I vividly recall the moments during which I’ve been gifted with major insights into all this end-of-life work. But don’t ask me where when or how the idea to create and incorporate a rap arose. I truly don’t remember anything beyond that it occurred in my home office during the early fall of 2012 coincident with working on the development of Windrum’s Matrix of Dying Terms. I can say, however, that—like a child—now that it’s here, it’s here to stay.

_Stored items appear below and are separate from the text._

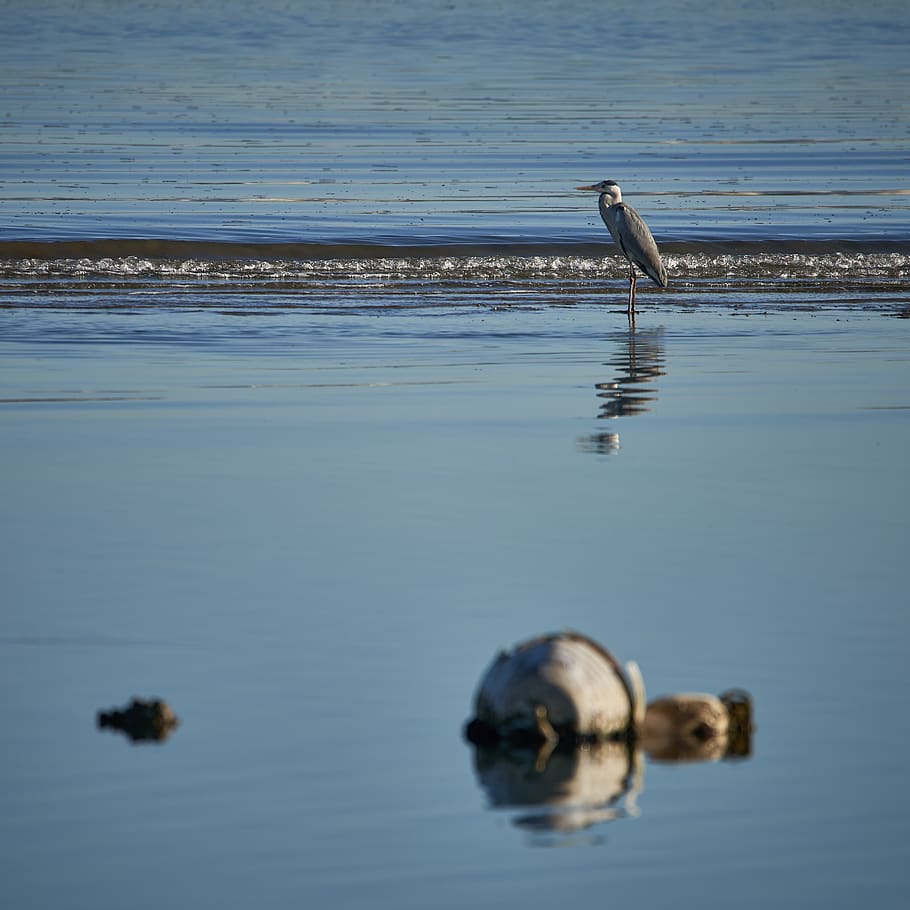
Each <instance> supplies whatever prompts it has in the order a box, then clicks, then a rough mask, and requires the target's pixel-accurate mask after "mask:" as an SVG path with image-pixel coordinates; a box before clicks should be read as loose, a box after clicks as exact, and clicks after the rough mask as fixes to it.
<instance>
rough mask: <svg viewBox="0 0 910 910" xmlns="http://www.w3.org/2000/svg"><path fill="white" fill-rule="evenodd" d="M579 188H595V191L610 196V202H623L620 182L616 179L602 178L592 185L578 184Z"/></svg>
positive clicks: (577, 187) (595, 192)
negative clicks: (620, 188) (608, 179)
mask: <svg viewBox="0 0 910 910" xmlns="http://www.w3.org/2000/svg"><path fill="white" fill-rule="evenodd" d="M575 189H577V190H593V192H595V193H601V194H603V195H605V196H608V197H609V200H610V204H611V205H614V204H615V203H617V202H622V192H621V191H620V189H619V184H617V183H616V181H615V180H601V181H600V183H592V184H591V185H590V186H577V187H575Z"/></svg>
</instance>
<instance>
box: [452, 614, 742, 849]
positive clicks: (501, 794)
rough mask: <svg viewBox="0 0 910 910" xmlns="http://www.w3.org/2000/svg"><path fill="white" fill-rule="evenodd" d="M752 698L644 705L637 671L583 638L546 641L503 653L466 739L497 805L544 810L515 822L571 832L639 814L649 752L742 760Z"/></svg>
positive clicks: (538, 830)
mask: <svg viewBox="0 0 910 910" xmlns="http://www.w3.org/2000/svg"><path fill="white" fill-rule="evenodd" d="M751 730H752V727H751V699H750V698H749V696H748V695H747V694H746V693H745V692H743V691H742V690H734V691H731V692H728V693H725V694H724V695H722V696H720V697H716V696H713V695H705V694H701V693H693V694H679V695H671V696H667V697H664V698H659V699H656V700H654V701H651V702H649V703H646V702H645V693H644V683H643V681H642V679H641V674H640V673H639V672H638V667H637V666H636V665H635V664H634V663H629V664H627V665H626V667H625V668H623V667H621V666H620V664H619V663H618V662H617V661H616V660H615V658H614V657H613V656H612V655H611V654H610V653H609V652H608V651H606V650H605V649H604V648H602V647H601V646H600V645H598V644H596V643H595V642H593V641H591V639H589V638H586V637H585V636H583V635H579V634H577V633H574V632H563V633H560V634H558V635H546V636H542V637H541V638H536V639H532V640H530V641H527V642H524V643H522V644H520V645H518V646H517V647H516V648H515V649H514V650H512V651H511V652H503V653H501V654H500V655H499V656H498V657H497V658H496V659H495V660H494V661H493V663H492V664H491V666H490V667H489V669H488V670H487V672H486V674H485V675H484V677H483V679H482V680H481V683H480V686H479V687H478V690H477V694H476V696H475V716H474V718H473V719H472V720H471V721H470V722H469V723H468V725H467V727H466V728H465V735H466V737H467V738H468V740H469V741H470V742H472V743H473V744H474V745H475V747H476V753H475V760H474V764H475V770H476V772H477V777H478V781H479V783H480V785H481V786H482V787H483V789H484V791H485V792H486V793H487V795H488V797H489V799H490V802H491V803H492V805H494V806H497V807H512V808H525V809H526V808H528V807H537V809H538V810H539V811H536V812H534V813H532V814H525V815H521V816H519V817H518V818H516V819H515V823H516V825H519V826H520V827H522V828H527V829H530V830H534V831H538V832H551V833H565V832H571V831H577V830H579V829H582V828H588V827H590V826H592V825H595V824H599V823H601V822H605V821H611V820H613V819H616V818H623V817H628V816H630V815H637V814H638V810H637V808H636V797H637V795H638V792H639V791H640V789H641V785H642V779H643V764H644V762H643V756H644V755H647V756H648V757H649V758H651V759H653V760H656V761H664V762H686V761H688V762H692V761H716V760H718V759H721V758H744V757H747V756H748V755H749V754H750V751H751Z"/></svg>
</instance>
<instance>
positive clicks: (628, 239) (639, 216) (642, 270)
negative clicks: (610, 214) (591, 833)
mask: <svg viewBox="0 0 910 910" xmlns="http://www.w3.org/2000/svg"><path fill="white" fill-rule="evenodd" d="M614 208H615V209H616V212H615V216H614V217H615V225H616V234H615V235H614V237H615V236H617V235H618V237H619V240H618V241H617V242H618V243H619V245H620V246H621V247H622V251H623V252H624V253H625V254H626V257H627V258H628V259H629V260H630V261H631V262H634V263H635V264H636V265H637V266H638V267H639V268H640V269H641V270H642V271H643V272H644V273H645V274H646V275H647V276H648V277H649V278H650V279H651V280H652V281H653V282H654V283H655V284H659V285H660V286H661V287H662V288H665V287H666V286H667V270H666V268H665V267H664V264H663V262H662V261H661V258H660V252H659V251H658V249H657V244H656V243H655V242H654V238H653V237H652V236H651V232H650V231H649V230H648V226H647V225H646V224H645V222H644V220H643V219H642V217H641V215H639V214H638V212H636V211H635V209H633V208H632V206H630V205H617V206H614ZM610 233H613V232H612V231H611V232H610Z"/></svg>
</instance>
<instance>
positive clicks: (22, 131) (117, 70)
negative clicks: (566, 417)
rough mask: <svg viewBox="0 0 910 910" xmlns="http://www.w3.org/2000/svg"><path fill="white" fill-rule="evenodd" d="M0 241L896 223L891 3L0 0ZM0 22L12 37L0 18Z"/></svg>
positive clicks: (856, 235)
mask: <svg viewBox="0 0 910 910" xmlns="http://www.w3.org/2000/svg"><path fill="white" fill-rule="evenodd" d="M6 6H7V7H8V16H9V19H10V21H11V22H13V21H14V22H15V29H14V30H13V31H11V32H10V37H9V38H8V40H7V41H6V42H5V46H4V53H3V55H2V58H0V84H2V86H3V95H2V101H0V138H2V170H0V192H2V196H3V198H4V215H5V217H4V224H3V226H2V228H0V236H2V237H4V238H33V239H47V238H50V239H61V238H73V237H98V236H101V237H111V236H114V237H162V236H164V237H168V238H174V237H180V238H192V239H205V240H214V239H222V240H224V239H231V240H235V239H242V240H251V239H252V240H256V241H265V240H281V241H288V240H290V241H310V242H312V241H316V242H321V241H326V240H338V239H355V240H358V241H364V240H371V241H377V240H379V241H382V242H401V241H402V240H405V241H411V240H413V239H414V238H415V237H416V238H421V239H422V240H424V241H452V240H455V239H465V238H470V239H473V240H475V241H476V240H478V239H485V238H489V237H506V238H508V239H510V240H515V239H540V238H541V237H543V238H546V239H554V238H569V239H578V238H591V237H596V236H599V231H600V230H601V226H600V224H599V220H598V218H597V213H596V207H595V206H594V205H593V200H592V199H590V198H585V197H579V196H578V194H573V192H572V189H571V188H572V187H574V186H576V185H577V184H578V183H579V182H580V181H582V180H584V181H591V180H596V179H603V178H604V177H610V178H612V179H615V180H617V181H619V182H620V184H622V186H623V187H624V189H625V191H626V194H627V197H628V200H629V201H630V202H632V204H633V205H636V206H637V207H639V208H640V209H641V210H642V211H644V212H645V213H647V215H648V218H649V221H650V223H651V225H652V229H653V230H654V232H655V235H656V236H657V237H658V239H659V240H660V239H665V238H666V239H696V238H722V239H729V238H731V237H734V236H744V235H745V236H753V235H759V236H762V237H765V236H773V237H805V236H825V237H846V238H851V237H852V238H856V237H906V235H907V229H908V223H910V219H908V196H907V179H906V178H907V172H908V167H907V144H908V135H907V133H908V122H910V117H908V106H910V101H908V95H907V92H906V85H907V82H908V76H910V73H908V60H907V54H906V46H907V39H908V26H907V12H906V9H905V5H904V4H903V3H901V2H898V0H893V2H874V0H873V2H869V3H866V4H863V5H862V6H857V5H856V4H850V3H846V2H835V3H826V4H818V3H814V2H796V3H786V4H784V3H779V4H778V3H772V4H770V5H769V4H748V3H736V2H734V3H723V4H718V5H716V7H714V8H712V10H711V13H710V15H708V14H706V13H705V10H704V7H703V6H702V5H701V4H699V3H697V2H694V0H693V2H681V3H680V2H672V3H670V2H658V3H650V4H648V5H647V6H642V5H641V4H637V3H632V2H618V3H610V4H606V5H605V4H604V3H602V2H572V3H568V4H559V5H558V6H553V5H552V4H547V3H524V4H521V5H513V4H511V3H507V2H498V3H486V2H474V0H466V2H459V3H443V2H438V3H435V2H433V3H410V2H394V0H390V2H383V3H368V2H363V0H361V2H357V0H355V2H350V3H336V2H311V3H305V4H293V3H280V2H269V3H264V4H259V5H258V6H257V7H256V12H255V14H252V13H251V11H250V8H249V7H248V5H246V4H241V3H237V2H227V3H219V4H214V3H211V2H208V0H196V2H187V3H182V4H179V5H173V6H171V5H169V4H166V5H164V6H143V7H140V8H137V9H130V10H129V12H127V11H126V10H124V9H120V8H119V7H117V6H116V5H111V4H109V3H106V2H95V0H88V2H84V3H80V4H78V5H77V6H76V7H70V6H65V7H64V6H62V5H59V4H56V3H35V4H24V3H22V4H18V3H14V4H7V5H6ZM13 35H15V39H13Z"/></svg>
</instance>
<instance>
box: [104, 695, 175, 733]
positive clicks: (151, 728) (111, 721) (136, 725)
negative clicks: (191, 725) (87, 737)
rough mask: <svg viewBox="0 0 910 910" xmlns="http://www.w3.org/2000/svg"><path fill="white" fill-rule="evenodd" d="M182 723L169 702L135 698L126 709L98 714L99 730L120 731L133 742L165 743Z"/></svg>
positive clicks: (121, 732) (105, 712) (133, 698)
mask: <svg viewBox="0 0 910 910" xmlns="http://www.w3.org/2000/svg"><path fill="white" fill-rule="evenodd" d="M179 723H180V721H179V720H178V718H177V715H176V714H174V712H173V711H172V710H171V707H170V706H169V705H168V703H167V702H164V701H161V699H159V698H153V699H142V698H133V699H132V701H130V703H129V705H128V706H127V707H126V708H123V709H120V708H112V709H111V710H110V711H99V712H98V728H99V729H104V728H105V727H110V728H111V729H112V730H119V731H120V732H121V733H123V734H125V735H126V736H128V737H129V738H130V739H131V740H132V741H133V742H145V741H155V742H163V741H164V740H165V739H167V738H168V736H170V734H171V733H172V732H173V730H174V728H175V727H176V726H177V725H178V724H179Z"/></svg>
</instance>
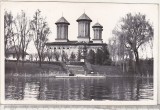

The soundtrack loop is called Danger Zone by DJ Buzzword, a hip up-tempo loop you can find here. I listened to dozens of loops from Buzzword’s catalog, which I found serendipitously via a Google search, and knew immediately that Danger Zone (such an appropriate name for my topic, eh?) was the one—provided I doctored (haha) it. I processed it twice, slowing it way down, then changing the pitch. Danger Zone’s pulse is anchored by a tonic pitch so I dropped the loop to a key that I could sing to (it’s actually a touch higher than is comfortable but any lower and the pulse’s tonality disintegrates). I really like how thick the lows have become. If you can, listen to the Rap track through a good sound system or headphones and loud enough to hear it all.

Next I opened the loop in Apple’s GarageBand program and added some spare accompanying parts. I use “found” sounds and instruments, stuff Apple includes with Garage Band. In almost all cases I orchestrated the arrangement so that these additions arise between rap lines. Toward the end I layered some behind the lyrics. I added 3 elements:
• a “whirring” chordal sound (found)
• a deep bass tonic note
• a stepping melodic phrase (I typed the phrase as a rhythm into the onscreen piano keyboard in real time, applied a GarageBand preset instrument to the input and then processed it with echo. For its second appearance at the end of the rap I drag-copied it several times so it becomes iterative. There was some serendipity on this one; the preset made chords of each single note’s input. Tres cool.)
Basically this is just sonic collage, and great fun!

I exported the composition to a sound file, then opened it in Amadeus Pro, a sound editor. There I slowed it another 2.5% or so to make rapping to it manageable (I had to run it up-tempo for the Ignite Denver talk in order to time it exactly to 2 minutes and 8 slides). The few percentage points tempo change really does make all the difference. Rapping takes a lot of air…

Recording the vocal tracks required that I monitor the loop through headphones while recording the rap with my nifty studio-quality Snowball USB microphone—which does a superb job. I recorded a batch of rap tracks and wound up combining them, cherry picking the best performance for each verse from among them, duplicating a single tag phrase throughout, and merging tracks. I obtained the virtual chorus near the end by merging a batch of tracks in the original audio file into one, then pasting that merged phrase into a separate track in the build file. All vocal tracks have a bit of reverb applied.

Lastly, I precede my iteration of DangerZone and the Rap with DJ Buzzword’s original. The contrast is pretty cool.

The Keynote

The faceted keynote (windup key) harkens back to my college years (~1971) when I played in a band called Lucky and The Windups with Tony Hagins (guitar) and John Gould (bass). Tony said that “lucky windup” referred to a joint (the kind that’s now legal here in Colorado); maybe just in his own lexicon. Anyway I had the idea to combine a musical note and a windup key atop its staff. I later simplified the rendering when I started my first freelance graphic design office circa 1980, Keynote Design (double entendre). I’ve kept this film of the original faceted keynote in my file for all of these years.